I am hoping to buy some drip irrigation barb fitting that is threaded 10-32 on one end and 1/4 inch barb on the other. Tis is not the barb on both end type seen at Home Depot.

Typically they are to fit into PVC pipes that has be drilled and tapped 10-32, the other end is to attach to 1/4 inch tubing.

This is for slow fill of tanks.

I hope to get them at stores in SoCal, OC or IE area.

Thanks


----------



## cantrell00 (Oct 30, 2010)

Make sure you have plenty of gravity pressure or they won't drip at the rate that you had hoped.

I assume it isn't a pressurized line.


----------



## Wooden_Reefer (Dec 17, 2012)

Will be connected to the filtered water hose and/or the waste water hose of a 100 GPD RO unit. Should have pressure. It is for fill, not drain.

Drain will be free gravity onto at least 1/2 inch PVC, at only 10-30 gph.


----------



## cantrell00 (Oct 30, 2010)

Wooden_Reefer said:


> Will be connected to the filtered water hose and/or the waste water hose of a 100 GPD RO unit. Should have pressure. It is for fill, not drain.
> 
> Drain will be free gravity onto at least 1/2 inch PVC, at only 10-30 gph.


Roger that.

I had one awhile back and didn't have nearly enough. Was fed vis a overhead reservoir, 5-6' above the dripper. The surface tension was much stronger than I had expected.


----------



## Wooden_Reefer (Dec 17, 2012)

Will also have overhead RO water tank but only for automatic refill to keep constant level for salt water tanks.

The overhead RO tank setup may not allow diaghram valve to work as the flow rate will be too slow.

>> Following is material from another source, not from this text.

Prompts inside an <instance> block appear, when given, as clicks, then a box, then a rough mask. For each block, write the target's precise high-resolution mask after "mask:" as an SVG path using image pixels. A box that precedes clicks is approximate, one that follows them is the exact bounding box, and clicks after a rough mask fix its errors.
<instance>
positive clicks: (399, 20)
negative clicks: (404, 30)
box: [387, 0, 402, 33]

With one 100gpd RO membrane, the flow will be about 300 gpd or 25 gph, waste plus filtered water. Hope a regular sprinkler vlv will work. Actually, I can also have water NOT going thru th eRO for some tanks. Discuses need RO filtered water and Africans can use the waste from RO, the rest of freshwater can use tap water. One vlv for both RO and direct tap water fill. The flow can be 50 gph so a diaghram sprinkler vlv should work this way. The pressure going thru the RO may be a bit less, but I think still will be quite OK.


----------



## matt121966 (Mar 6, 2012)

Wooden - did you find your barbs ??? I think since they are a sponsor I can mention the name - Jehmco.com.

Just ordered some stuff, very friendly, great website - lots of photos of barbs, etc. etc.

Let me know what you end up doing. I am a little lost with your idea.


----------



## cantrell00 (Oct 30, 2010)

Lowes has them also. Search drip irrigation on their site.


----------



## Wooden_Reefer (Dec 17, 2012)

Lowes don't


----------



## cantrell00 (Oct 30, 2010)

http://m.lowes.com/product?langId=-...10051&productId=1172847&store=595&view=detail


----------



## Wooden_Reefer (Dec 17, 2012)

Thanks, but these are not 10-32 threaded on oneside and barb on the other.


----------



## cantrell00 (Oct 30, 2010)

You are trying thread them into PVC?

http://www.kensfish.com/moreinfo/plasti ... e-pvc.html


----------